Beyond Mission Critical - to Hypercritical
Six nines of reliability may no longer satisfy today's mission-critical facilities
By David Vandyne, P.E., President IDC Engineering Lima, Ohio -- Consulting-Specifying Engineer, 3/1/2003
It was once thought that electrical reliability had reached its peak at "six nines." And for many facilities, it is still the standard. As a measure of electrical system availability, six nines means that the power supply is available 99.9999% of the time (see "Average System Availability Index below). This level of power reliability often came at the substantial cost of an uninterruptible power supply (UPS), as well as a backup generator.
At today's modern plant, however, six nines falls woefully short of the need. In fact, many plant maintenance and operations professionals acknowledge that when it comes to reliability, there just aren't enough nines. They want 100% reliability.
In the real world, perfect reliability may be fiction, but properly evaluated, the appropriate level of reliability can be justified and applied based on hard analysis and prudent application of currently available hardware. The key to the evaluation is knowledge of the elements that control reliability and of the actual costs of outages. Ironically, reliability seems to be on the decline at a time when the need for reliability has never been greater.
Growing Need for NinesIn the early seventies, a plant electrical outage was considered a mere nuisance; hence, the expression "nuisance trip" came into use. A circuit breaker tripped off when it wasn't supposed to, and it was considered a "nuisance." In some instances, this may still be the case. In others, the result can be no less than economic catastrophe.
Consider the result of the loss of a well-placed circuit breaker at a bank's central computer center. The inadvertent trip of a single circuit breaker could shut down the data center for just a few minutes, and cost the bank billions (yes, billion with a "b"). The cost in penalties, as well as massive database corruption, and halted world-wide trading can be massive.

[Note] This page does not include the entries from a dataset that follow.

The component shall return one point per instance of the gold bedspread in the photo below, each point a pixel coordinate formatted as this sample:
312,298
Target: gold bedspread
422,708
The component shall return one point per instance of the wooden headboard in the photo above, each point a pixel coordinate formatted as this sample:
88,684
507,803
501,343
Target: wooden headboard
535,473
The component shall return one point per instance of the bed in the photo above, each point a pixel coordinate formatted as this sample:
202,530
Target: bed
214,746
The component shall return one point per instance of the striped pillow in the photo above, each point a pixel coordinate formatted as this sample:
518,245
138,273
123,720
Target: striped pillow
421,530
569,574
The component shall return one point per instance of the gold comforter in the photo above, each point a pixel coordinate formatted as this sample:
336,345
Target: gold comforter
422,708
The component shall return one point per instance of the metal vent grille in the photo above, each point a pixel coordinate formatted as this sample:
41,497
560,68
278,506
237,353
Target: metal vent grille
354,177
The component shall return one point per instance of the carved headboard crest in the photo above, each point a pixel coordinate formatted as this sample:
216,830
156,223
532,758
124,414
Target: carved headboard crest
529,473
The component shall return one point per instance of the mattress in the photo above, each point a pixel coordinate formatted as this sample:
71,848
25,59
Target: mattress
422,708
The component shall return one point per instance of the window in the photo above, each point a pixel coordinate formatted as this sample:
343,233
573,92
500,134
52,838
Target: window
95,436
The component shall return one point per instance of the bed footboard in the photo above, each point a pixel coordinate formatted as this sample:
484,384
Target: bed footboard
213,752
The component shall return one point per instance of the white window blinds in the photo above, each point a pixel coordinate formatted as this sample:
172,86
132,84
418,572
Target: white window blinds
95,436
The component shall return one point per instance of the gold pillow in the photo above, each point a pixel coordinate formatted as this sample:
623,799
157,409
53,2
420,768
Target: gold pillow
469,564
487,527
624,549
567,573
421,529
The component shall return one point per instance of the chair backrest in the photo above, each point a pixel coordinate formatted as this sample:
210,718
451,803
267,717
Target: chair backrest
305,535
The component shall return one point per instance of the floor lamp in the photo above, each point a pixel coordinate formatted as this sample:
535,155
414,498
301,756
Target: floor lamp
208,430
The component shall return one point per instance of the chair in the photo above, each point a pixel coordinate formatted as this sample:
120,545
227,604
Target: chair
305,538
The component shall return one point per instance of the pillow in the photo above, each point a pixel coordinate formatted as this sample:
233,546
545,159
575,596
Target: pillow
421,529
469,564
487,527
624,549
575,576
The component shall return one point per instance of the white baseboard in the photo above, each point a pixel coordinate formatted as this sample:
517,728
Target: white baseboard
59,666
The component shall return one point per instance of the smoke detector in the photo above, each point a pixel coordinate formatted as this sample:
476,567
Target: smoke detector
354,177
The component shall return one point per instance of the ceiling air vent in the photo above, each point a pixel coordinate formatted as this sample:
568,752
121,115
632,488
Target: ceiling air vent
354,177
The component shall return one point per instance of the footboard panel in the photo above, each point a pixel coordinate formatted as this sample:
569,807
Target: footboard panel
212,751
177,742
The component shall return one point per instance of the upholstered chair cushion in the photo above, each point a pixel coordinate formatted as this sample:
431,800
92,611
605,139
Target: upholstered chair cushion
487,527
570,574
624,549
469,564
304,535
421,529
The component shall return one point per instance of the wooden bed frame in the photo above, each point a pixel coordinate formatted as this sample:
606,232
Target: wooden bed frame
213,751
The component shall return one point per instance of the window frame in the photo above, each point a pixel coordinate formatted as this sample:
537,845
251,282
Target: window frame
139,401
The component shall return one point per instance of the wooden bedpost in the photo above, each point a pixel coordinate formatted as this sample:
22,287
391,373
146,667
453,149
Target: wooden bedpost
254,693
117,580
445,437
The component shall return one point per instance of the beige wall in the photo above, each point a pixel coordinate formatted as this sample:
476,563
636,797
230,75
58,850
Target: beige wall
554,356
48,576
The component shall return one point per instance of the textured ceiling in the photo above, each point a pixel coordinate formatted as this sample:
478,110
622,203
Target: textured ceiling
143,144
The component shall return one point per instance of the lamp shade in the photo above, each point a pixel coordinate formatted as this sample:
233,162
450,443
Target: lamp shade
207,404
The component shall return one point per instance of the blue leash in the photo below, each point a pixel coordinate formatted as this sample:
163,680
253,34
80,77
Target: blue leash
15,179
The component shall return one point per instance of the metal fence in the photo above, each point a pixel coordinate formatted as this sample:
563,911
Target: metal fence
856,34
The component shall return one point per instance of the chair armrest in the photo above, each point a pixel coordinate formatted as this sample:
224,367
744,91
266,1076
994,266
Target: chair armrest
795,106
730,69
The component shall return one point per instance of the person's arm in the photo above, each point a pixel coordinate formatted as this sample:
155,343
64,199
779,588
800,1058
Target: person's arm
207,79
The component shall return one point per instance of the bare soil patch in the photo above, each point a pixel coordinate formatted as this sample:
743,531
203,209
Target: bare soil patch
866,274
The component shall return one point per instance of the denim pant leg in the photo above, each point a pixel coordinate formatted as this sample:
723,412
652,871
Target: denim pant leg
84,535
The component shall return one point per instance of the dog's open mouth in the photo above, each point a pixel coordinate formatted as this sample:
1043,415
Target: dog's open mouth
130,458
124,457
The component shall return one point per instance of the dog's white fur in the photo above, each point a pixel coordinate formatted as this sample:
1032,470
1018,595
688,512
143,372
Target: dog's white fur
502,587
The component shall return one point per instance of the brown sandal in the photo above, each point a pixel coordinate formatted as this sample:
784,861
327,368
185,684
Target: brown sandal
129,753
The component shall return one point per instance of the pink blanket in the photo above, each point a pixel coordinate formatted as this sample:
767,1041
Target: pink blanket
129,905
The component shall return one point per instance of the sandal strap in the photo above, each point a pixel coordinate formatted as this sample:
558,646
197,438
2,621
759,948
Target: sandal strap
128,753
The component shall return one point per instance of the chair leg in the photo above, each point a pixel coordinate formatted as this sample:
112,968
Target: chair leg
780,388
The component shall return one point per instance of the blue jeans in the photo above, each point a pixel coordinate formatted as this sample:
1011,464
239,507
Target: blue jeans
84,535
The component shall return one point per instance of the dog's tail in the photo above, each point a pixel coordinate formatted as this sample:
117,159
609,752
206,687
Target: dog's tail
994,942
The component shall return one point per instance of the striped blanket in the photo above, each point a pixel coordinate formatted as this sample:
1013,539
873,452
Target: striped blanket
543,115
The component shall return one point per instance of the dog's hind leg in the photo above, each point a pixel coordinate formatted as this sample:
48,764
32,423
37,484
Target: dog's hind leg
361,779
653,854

And that kind of profound loss is not just limited to the banking industry. Manufacturing has seen the proliferation of just-in-time delivery of components. Even though it is often the bane of facility engineers, JIT delivery offers real savings and is a competitive key for many manufacturers. To keep the pipeline full of quality parts, logistics programs have vertically integrated JIT and often track production into the supplier plants. There is a need to track every part in the system at all times, and provide feedback to suppliers for quality control and production rate variation. To further complicate matters, with the globalization of manufacturers and suppliers, these logistic systems are on-line for all time zones and holiday schedules.
A computer "crash" during production could cause extensive corruption to the system database, to the point where manual reconstruction of the data would be necessary. The result could be the simultaneous halt of all production lines for manufacturers and their suppliers until the database can be rebuilt and put back on line. The cost can, and sometimes does, run into the tens of millions for a single event. Fairly recent work by the Electric Power Research Institute (EPRI) and others generally suggests power events cost far below this level. It's important to remember that these values are industry averages and may not represent a specific facility's situation.
Compounding matters is the fact that plant maintenance personnel, who were once able to perform preventative maintenance on the systems that supply these computer systems, can no longer get the planned outages necessary to perform some of the more basic functions. Certainly, while technologies such as infrared scanning have made identifying problems easier, repairs still often require outages or at least a risk of an outage. Neither of these options is acceptable for many of today's facilities. Only five years ago, one could still belief that everyone can take an outage, but even risking the slightest interruption today is unthinkable.
So exactly what level of reliability is necessary, and how do we achieve it? If certain portions of operations can no longer stand outages, what will the situation be five years from now? Most important, what can be put in place now while facility managers have the chance to facilitate reasonable maintenance?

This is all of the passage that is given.